The nurse gave me a little boost of epidural, and started up the Pitocin to help with this final stage {as baby’s heart rate was back to normal} – I gave a practice push. What a feeling. I was in this space between pain and sensation. I FELT everything – the pressure of him moving further down, even when he would wiggle his head in the canal – but nothing actually hurt. It was something I can’t even really describe.

That was the routine for the next hour and a half. I would feel the pressure of a contraction, and I would say “push”. Cory would take one leg, the nurse would take the other. I would take a deep breath, curl my chin to my chest, and bear down. Steady. Then, able to feel him lower, I would maintain that pressure while taking in another deep breath. This repeated three times with every contraction. Breath – push – maintain – breath – push …

I would relax between contractions, chatting idly with Cory and the nurse. Making jokes. Taking a quick snooze. It was, dare I say … extremely pleasant. Enjoyable even! It is not a stretch to say, I LOVED those last two hours.

The nurse called my doctor, and had me lie on my side til he arrived, steadily breathing though contractions.

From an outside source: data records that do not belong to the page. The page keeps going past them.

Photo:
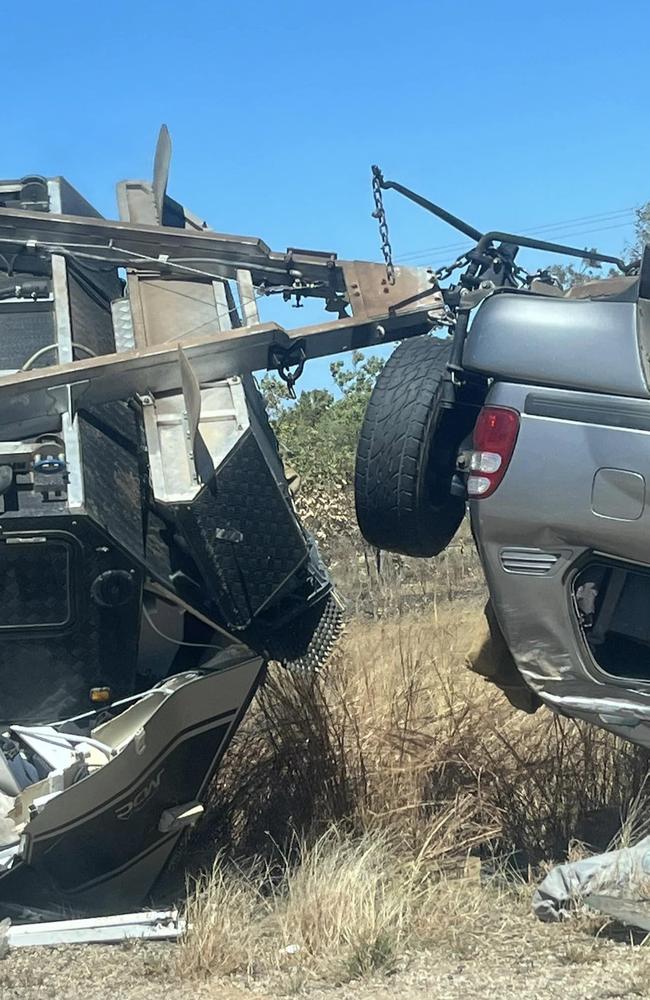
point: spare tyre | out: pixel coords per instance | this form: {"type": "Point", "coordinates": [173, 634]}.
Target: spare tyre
{"type": "Point", "coordinates": [406, 456]}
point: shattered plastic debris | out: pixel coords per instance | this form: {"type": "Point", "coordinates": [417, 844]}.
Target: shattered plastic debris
{"type": "Point", "coordinates": [616, 883]}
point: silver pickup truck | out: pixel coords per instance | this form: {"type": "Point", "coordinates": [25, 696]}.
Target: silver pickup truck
{"type": "Point", "coordinates": [536, 413]}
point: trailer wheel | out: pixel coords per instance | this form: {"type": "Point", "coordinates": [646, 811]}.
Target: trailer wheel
{"type": "Point", "coordinates": [406, 455]}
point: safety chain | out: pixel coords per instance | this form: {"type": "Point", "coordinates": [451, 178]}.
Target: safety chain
{"type": "Point", "coordinates": [289, 363]}
{"type": "Point", "coordinates": [380, 215]}
{"type": "Point", "coordinates": [442, 273]}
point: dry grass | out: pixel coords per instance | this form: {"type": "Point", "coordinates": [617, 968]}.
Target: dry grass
{"type": "Point", "coordinates": [360, 795]}
{"type": "Point", "coordinates": [399, 735]}
{"type": "Point", "coordinates": [339, 908]}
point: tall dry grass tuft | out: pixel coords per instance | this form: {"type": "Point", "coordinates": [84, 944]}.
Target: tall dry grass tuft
{"type": "Point", "coordinates": [399, 736]}
{"type": "Point", "coordinates": [352, 804]}
{"type": "Point", "coordinates": [338, 907]}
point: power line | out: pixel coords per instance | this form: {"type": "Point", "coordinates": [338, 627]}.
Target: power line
{"type": "Point", "coordinates": [529, 230]}
{"type": "Point", "coordinates": [441, 262]}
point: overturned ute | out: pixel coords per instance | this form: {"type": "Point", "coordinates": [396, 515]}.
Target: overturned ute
{"type": "Point", "coordinates": [151, 560]}
{"type": "Point", "coordinates": [536, 413]}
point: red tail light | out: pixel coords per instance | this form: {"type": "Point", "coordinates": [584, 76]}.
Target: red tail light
{"type": "Point", "coordinates": [495, 436]}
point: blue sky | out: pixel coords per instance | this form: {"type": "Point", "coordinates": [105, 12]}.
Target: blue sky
{"type": "Point", "coordinates": [512, 116]}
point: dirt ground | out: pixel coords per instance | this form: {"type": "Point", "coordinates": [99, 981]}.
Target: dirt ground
{"type": "Point", "coordinates": [528, 960]}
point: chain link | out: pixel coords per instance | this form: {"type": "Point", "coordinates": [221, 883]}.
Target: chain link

When my doctor entered, the nurse chirped “let’s show him what you’ve done!” It felt like show and tell, and let’s be honest, I did feel pretty proud in that moment.

Everyone got into position. More nursing staff entered the room and happily greeted each other. The doctor sat at my knees and told me to push – slowly – then “stop stop stop!!”

I could feel that he was working on something – still no pain – just an awareness. I heard him ask for “the bulb”. I knew this was to clear the baby’s passages. Passages? What? He can see passages?? I asked the doctor what he wanted me to do now {I was still just waiting on my next orders after the initial “give me a slow push”} – he said “I want you to reach down and take your baby”.

I cried “he’s out!??”


Cory confirmed that this was, indeed, the case, so I reached out, and took hold under my baby’s tiny arms as he came up into view.

I had this startling realization that this was someone I was only just now meeting.

I laid him on my chest as the nurses rubbed him and cooed over him.

He let out his first cry.

Cory and I were both beside ourselves. Happy tears. Exhausted. Excited. Overwhelmed.


Over the next two hours, we relaxed in recovery. The baby nursed {like a champ} – bright eyed and curious. The staff checked his stats {perfect, they said}. And we ate lunch.

It’s the strangest thing. I never wanted to labor the entire time in a hospital. I didn’t want Pitocin. I did NOT want an epidermal. I hated the idea of laboring on my back – let alone PUSHING on my back.

But I did them all. And it was the best decisions I could have made – for me. We had a few hiccups finding the right combinations, but in the end, I delivered a healthy, happy, alert baby, while being able to be in complete control while I pushed – focused on every muscle and movement. Free of pain.

I wouldn’t change a thing.

I’d do it all again tomorrow. And the next day.

3 thoughts on “My birth story

  1. Beautiful. It made me cry.

    I am so so so so so happy for you and Cory!! Congratulations!! And you’re one tough mama – what a grueling labor!

  2. I am a L&D nurse and loved your story. I love to help women have an unmedicated birth but sometimes interventions can prevent a C-section. I enjoyed your details and you are an amazing woman.